There are two major types of one-piece crank sets, differentiated by their axle threading. The more common size uses 24 threads per inch, but some bikes, particularly older U.S. made Schwinn and Mongoose models, use 28 threads per inch. No part of the bearing assembly is interchangeable between threadings.

-Sheldon Brown

First step is figure out which one you have and how long you want your new crank arm. If you don't have an old mongoose or schwinn it sounds like you probably have the 24 tpi. If you measure your crank, the size will be from the center of the bb spindle to the center of the pedal spindle. They seem to be about $15-25 online.

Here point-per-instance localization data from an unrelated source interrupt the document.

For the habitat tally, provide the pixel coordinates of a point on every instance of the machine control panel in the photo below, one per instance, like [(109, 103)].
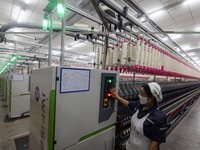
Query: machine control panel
[(108, 81)]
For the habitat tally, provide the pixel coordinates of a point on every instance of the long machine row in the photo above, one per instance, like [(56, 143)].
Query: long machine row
[(174, 104)]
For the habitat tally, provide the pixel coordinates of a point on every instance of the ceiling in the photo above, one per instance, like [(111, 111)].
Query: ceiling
[(180, 16)]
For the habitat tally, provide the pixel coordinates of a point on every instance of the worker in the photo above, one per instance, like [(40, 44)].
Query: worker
[(148, 123)]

Minimal repair: Just get a replacement crank arm and do the repair yourself. I'd recommend getting some fresh grease too, so you'd probably end up spending $20-30 in parts and could probably do it yourself in an afternoon even if you've never done it before. From Sheldon Brown:

One-piece cranks are the easiest type to service, and require no special tools. All you need is a large adjustable wrench and a screwdriver.

Fresh Bearings repair: As long as you're replacing the crank arm, you might find it worth while to just spend an extra $10 for a new bottom bracket/bearings, especially if your bottom bracket is missing bearings or the surfaces they run against are deeply pitted. You also might want to spend another $10 or so for some new pedals if yours are loose or hard to spin (keep in mind most bike pedals don't fit one-piece cranks, so you'd have to be careful to get the right thread count/diameter). If the cups are stuck in the bottom bracket shell, however, this may require more tools.

Upgraded Components Repair: You can also get a $20 converter that will allow you to install a more modern cartridge bottom bracket with any regular square-taper crankset. You would need some more tools or to get a bike shop to do the work for you. You would also need about $25 for a crankset and $20 for a bottom bracket, $15 for new pedals (different standard). So something like this would be fairly involved and could easily be over $100 just for the parts.


One piece cranks have been around a long time. They are cheap and very durable if you buy a good quality chrome moly crank. The advice about servicing or replacing your bottom bracket bearings, cones and cups is a good one. The cups can be removed using a brass drift or other metal rod to drive them out of the frame with hammer blows. The new cups are driven into the frame with a rubber hammer. Good luck with your repair.

  • You're pretty much right with all your points, but no part of this answer tells OP how to replace the drive pin. Do please have a browse through the tour which shows SE is a Q&A format, so answers have to answer the question. Consider how you would deal with the situation OP describes - personally I'd replace rather than bodge it back together.